Der Beirat des Kunstvereins Kärnten hat als Initiator des Projektes zwei Konzepte ausgearbeitet, die im Künstlerhaus Klagenfurt bzw. dem angrenzenden Goethepark realisiert werden sollen. Für den Projektstart am 1. Mai um 19 Uhr wurde für die Ausstellung AHEAD of the Game ein Wettbewerb ausgeschrieben, an dem auch KünstlerInnen aus dem Ausland teilnehmen. Die Jury (Renée Gadsden, Marko Košan, Tina Teufel) wählte unter den 122 Einreichun- gen 26 Beiträge aus. Die Ausstellung will den Kopf auf der physischen und metaphysischen Ebene thematisieren und Gedanken zur gesellschaftlichen Konstruktion von zwischenmenschlichen Beziehungen anregen bzw. die Frage stellen, welche Institutionen und Systeme in unseren Interaktionen und Entscheidungsfindungen eine Rolle spielen. Anlässlich der Vernissage kommt es auch zur Uraufführung der Komposition Kopf im Kopf (Der Kopf des Georg Friedrich Händel im Kopf von Gert Jonke) von Dieter Kaufmann, Op.168/2016/11,30 Min. Gesang: Waltraud Russegger (Mezzo-sopran) mit elektroakustischen Video-Zuspielungen von Ulrich Kaufmann. Darüber hinaus ist im Zeitraum 30. Juni – 7. Juli 2017 ein Objektkunst- Symposium im Goethepark mit etwa 8 KünstlerInnen geplant.
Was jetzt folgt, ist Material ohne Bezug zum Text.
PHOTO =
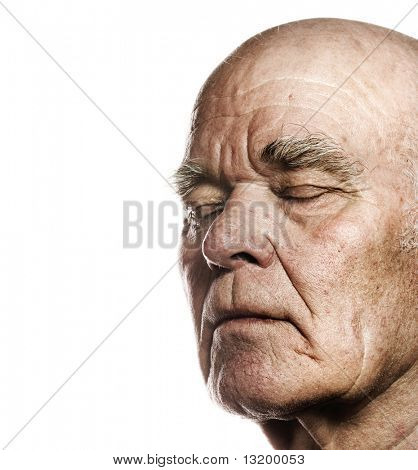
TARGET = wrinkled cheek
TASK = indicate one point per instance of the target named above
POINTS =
(197, 279)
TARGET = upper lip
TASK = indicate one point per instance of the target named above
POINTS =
(227, 315)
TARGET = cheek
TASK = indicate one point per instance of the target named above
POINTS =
(196, 278)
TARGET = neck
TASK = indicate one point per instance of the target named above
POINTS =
(389, 421)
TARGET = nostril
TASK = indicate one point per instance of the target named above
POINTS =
(245, 257)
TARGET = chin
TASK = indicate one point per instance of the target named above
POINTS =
(246, 379)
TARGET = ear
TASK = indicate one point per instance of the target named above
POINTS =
(288, 435)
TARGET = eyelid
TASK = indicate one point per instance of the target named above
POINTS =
(286, 193)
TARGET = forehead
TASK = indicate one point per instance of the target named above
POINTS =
(229, 132)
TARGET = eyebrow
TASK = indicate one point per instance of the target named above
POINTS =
(289, 153)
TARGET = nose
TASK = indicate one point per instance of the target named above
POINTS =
(234, 240)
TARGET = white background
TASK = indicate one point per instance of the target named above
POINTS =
(65, 278)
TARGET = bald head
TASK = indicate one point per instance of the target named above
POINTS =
(298, 243)
(353, 82)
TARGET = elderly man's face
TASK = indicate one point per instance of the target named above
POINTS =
(299, 287)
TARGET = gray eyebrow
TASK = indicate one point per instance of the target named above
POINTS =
(317, 152)
(288, 153)
(188, 176)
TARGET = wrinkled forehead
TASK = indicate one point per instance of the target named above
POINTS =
(243, 123)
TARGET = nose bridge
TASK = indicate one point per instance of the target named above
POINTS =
(238, 235)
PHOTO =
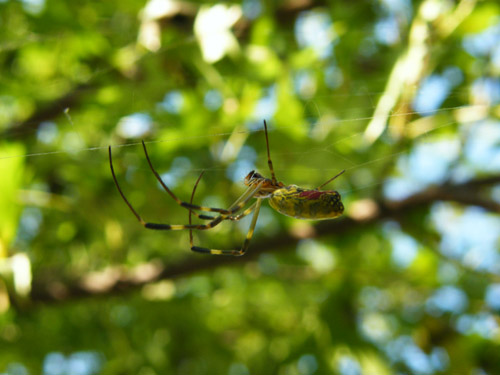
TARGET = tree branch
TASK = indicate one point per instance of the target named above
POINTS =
(117, 280)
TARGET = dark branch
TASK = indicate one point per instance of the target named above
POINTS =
(116, 281)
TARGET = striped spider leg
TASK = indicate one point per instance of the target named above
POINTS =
(246, 243)
(224, 214)
(289, 200)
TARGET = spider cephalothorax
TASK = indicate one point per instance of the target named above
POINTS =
(267, 185)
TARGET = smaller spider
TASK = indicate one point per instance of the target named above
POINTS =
(289, 200)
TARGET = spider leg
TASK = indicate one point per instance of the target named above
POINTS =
(242, 201)
(246, 243)
(269, 162)
(185, 204)
(206, 217)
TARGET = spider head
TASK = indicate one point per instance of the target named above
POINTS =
(254, 178)
(267, 187)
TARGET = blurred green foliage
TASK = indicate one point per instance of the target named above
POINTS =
(415, 292)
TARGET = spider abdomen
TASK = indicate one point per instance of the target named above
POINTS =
(307, 204)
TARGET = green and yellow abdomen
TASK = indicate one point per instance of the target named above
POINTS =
(307, 204)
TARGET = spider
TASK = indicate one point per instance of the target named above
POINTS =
(289, 200)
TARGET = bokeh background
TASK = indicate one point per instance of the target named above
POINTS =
(405, 96)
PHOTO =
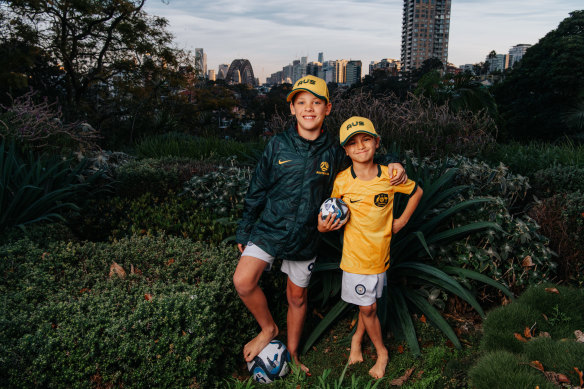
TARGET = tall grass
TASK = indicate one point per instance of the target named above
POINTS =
(188, 146)
(526, 159)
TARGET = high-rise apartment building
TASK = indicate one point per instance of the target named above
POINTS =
(517, 52)
(425, 29)
(201, 62)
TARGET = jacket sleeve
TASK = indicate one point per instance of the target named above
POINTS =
(255, 199)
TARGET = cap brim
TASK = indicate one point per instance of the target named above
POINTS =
(291, 94)
(358, 132)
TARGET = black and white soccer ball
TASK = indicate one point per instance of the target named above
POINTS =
(272, 363)
(337, 207)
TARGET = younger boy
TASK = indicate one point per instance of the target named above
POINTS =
(368, 192)
(293, 177)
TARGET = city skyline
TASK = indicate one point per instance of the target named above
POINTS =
(271, 34)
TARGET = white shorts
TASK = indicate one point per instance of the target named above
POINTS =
(362, 289)
(299, 272)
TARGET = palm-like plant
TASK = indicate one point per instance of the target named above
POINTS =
(35, 189)
(410, 272)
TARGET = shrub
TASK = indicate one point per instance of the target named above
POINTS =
(547, 182)
(167, 323)
(38, 126)
(175, 144)
(148, 214)
(35, 189)
(561, 218)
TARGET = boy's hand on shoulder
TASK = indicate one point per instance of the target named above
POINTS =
(398, 224)
(398, 174)
(328, 224)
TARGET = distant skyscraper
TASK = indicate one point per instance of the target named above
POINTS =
(517, 52)
(353, 72)
(222, 73)
(425, 29)
(200, 62)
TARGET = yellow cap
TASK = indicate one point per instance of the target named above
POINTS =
(356, 125)
(316, 86)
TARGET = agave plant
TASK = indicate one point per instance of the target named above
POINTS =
(411, 271)
(35, 189)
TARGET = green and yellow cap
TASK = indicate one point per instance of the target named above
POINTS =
(356, 125)
(316, 86)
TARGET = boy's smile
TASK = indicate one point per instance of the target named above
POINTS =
(361, 147)
(310, 112)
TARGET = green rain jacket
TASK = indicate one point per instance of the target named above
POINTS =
(291, 180)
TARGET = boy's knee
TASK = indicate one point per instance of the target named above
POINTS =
(242, 284)
(368, 311)
(297, 298)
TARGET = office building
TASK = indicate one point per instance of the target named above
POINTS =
(425, 30)
(200, 62)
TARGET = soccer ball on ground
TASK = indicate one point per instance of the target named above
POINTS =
(337, 207)
(272, 363)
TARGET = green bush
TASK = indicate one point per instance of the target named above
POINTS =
(150, 215)
(175, 144)
(549, 181)
(168, 323)
(503, 370)
(561, 218)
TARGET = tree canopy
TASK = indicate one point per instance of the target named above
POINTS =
(546, 85)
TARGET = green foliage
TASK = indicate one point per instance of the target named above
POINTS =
(554, 179)
(562, 219)
(149, 214)
(187, 146)
(35, 189)
(166, 323)
(545, 84)
(408, 274)
(502, 369)
(527, 159)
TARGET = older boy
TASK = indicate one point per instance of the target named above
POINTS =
(294, 175)
(367, 189)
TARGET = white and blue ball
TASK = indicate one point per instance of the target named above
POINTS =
(272, 363)
(337, 207)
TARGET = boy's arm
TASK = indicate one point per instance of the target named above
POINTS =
(413, 202)
(389, 159)
(255, 199)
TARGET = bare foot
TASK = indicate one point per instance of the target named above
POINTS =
(356, 355)
(257, 344)
(378, 370)
(302, 367)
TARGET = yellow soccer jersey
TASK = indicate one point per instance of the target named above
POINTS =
(368, 232)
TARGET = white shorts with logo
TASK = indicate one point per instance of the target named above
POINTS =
(299, 272)
(362, 289)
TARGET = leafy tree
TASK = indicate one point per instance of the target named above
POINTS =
(545, 84)
(92, 41)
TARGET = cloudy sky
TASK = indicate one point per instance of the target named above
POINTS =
(272, 33)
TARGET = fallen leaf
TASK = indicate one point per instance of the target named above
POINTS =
(537, 365)
(527, 262)
(552, 290)
(580, 376)
(117, 270)
(401, 380)
(519, 337)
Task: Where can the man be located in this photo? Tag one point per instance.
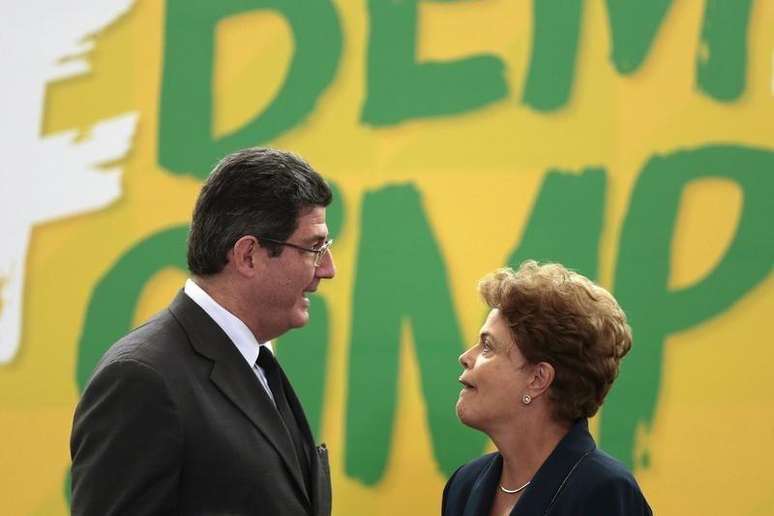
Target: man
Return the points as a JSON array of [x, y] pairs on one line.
[[190, 413]]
Der Kunstverein Kärnten hat sich bereit erklärt, alle kärntenweiten Projekte mittels Homepage und Katalog zu dokumentieren, soweit ihre künstlerische Qualität entsprechend sein wird und die erforderlichen Mittel zur Verfügung gestellt werden. Obschon die Subventionsansuchen für die Dokumentation und das Symposium Ende November 2016 eingereicht wurden, kann der gesamte Förderungsumfang anderthalb Monate vor Projektbeginn aufgrund einiger fehlender Antworten immer noch nicht abgeschätzt werden, was z.B. die Nominierung der TeilnehmerInnen am Objektkunst-Symposium unmöglich macht. So ist man bedauerlicherweise gezwungen, das Projekt mit Anfragen in der vagen Hoffnung vorzubereiten, dass sich am Ende alles gut ausgehen wird und keine Streichungen notwendig sein werden.